If you, or your partner, has depression, low self-esteem, anger issues or another condition (or behavioural characteristic) that negatively affects you, it may be worth seeing your GP to  explore therapy options, or taking a course on positive self-image.  Children who have parents with mental health problems are at significantly greater risk of developing problems themselves.

It’s also important that you’re a role model, demonstrating your own individuality and positive relationships with those around you. This means enjoying a romantic evening with your partner, having your own time with friends, having open honest communication with family members and treating yourself to periods of self-care and relaxation. You deserve it!

Nurturing your child…

There are many things you can do to nurture the emotional health and wellbeing of your deaf child, and other children in your household. Here are a few suggestions:

It’s important to spend quality time together as a family, and as individuals, to strengthen bonds. If your child is very young, play is important to help them explore their emotions and it’s also a lot of fun!

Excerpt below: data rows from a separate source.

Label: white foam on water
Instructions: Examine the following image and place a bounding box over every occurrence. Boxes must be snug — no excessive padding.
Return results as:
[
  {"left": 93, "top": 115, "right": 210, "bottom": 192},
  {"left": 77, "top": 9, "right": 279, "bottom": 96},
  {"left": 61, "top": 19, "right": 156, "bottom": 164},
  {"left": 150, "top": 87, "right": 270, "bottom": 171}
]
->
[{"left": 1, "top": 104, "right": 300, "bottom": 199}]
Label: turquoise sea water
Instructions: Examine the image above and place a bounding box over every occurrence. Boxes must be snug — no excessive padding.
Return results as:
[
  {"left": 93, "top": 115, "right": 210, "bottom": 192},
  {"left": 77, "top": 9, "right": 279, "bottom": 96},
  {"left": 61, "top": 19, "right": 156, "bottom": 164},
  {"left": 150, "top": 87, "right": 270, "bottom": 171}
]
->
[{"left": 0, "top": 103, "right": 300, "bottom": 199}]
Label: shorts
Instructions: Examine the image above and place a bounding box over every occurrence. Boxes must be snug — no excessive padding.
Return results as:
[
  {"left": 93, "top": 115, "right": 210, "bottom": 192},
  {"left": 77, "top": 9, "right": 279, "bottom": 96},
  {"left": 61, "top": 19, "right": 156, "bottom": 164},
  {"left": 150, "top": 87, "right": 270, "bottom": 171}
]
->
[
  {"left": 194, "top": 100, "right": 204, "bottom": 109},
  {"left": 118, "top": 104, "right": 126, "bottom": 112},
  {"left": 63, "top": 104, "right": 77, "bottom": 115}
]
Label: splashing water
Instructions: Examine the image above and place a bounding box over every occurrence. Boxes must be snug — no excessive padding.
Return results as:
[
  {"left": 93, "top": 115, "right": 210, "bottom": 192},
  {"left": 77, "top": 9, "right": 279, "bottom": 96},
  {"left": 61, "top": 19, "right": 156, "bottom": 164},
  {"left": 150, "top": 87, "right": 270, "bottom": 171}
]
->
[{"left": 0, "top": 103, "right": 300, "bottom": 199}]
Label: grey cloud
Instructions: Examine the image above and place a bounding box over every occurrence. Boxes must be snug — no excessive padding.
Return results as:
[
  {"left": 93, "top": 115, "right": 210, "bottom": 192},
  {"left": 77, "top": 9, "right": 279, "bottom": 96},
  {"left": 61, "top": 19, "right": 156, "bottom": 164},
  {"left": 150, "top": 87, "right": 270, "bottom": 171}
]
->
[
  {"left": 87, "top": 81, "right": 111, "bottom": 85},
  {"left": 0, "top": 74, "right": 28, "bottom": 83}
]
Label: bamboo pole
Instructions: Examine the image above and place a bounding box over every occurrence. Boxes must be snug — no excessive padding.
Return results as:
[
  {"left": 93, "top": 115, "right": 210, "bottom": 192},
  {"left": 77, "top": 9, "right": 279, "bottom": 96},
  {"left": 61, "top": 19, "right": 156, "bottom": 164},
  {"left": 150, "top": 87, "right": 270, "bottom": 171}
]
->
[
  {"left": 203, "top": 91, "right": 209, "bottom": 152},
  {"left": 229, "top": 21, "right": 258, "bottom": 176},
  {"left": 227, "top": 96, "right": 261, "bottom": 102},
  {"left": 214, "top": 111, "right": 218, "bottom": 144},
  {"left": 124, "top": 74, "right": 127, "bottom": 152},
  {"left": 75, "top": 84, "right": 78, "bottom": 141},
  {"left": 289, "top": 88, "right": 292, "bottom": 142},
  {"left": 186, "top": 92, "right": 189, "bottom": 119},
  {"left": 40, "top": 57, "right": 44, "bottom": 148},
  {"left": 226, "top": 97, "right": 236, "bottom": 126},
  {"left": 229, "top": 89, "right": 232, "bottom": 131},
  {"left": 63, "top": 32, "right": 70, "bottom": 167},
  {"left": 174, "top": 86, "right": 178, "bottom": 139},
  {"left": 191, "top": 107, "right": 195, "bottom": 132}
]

It’s especially important for your child to be active. This could include enrolling them in a swimming club or football club and you can do healthy activities together. This will keep them emotionally and physically healthy and help them build a wider circle of friends.

Depending on whether your child has an additional need, try and treat your deaf child the same as their hearing brothers or sisters. Wrapping your child in cotton wool may hamper their independence or create tension between siblings.

Encourage your child in their educational and recreational pursuits; let them know that they are capable of achieving most of the things they set their mind to. Even if they fail, their emotional wellbeing will help them bounce back quickly.

Lead by example and communicate your feelings to your family and actively listen to your children. It’s easy for children to forget their parents aren’t superheroes, so being open and honest will help them remember that you are human too!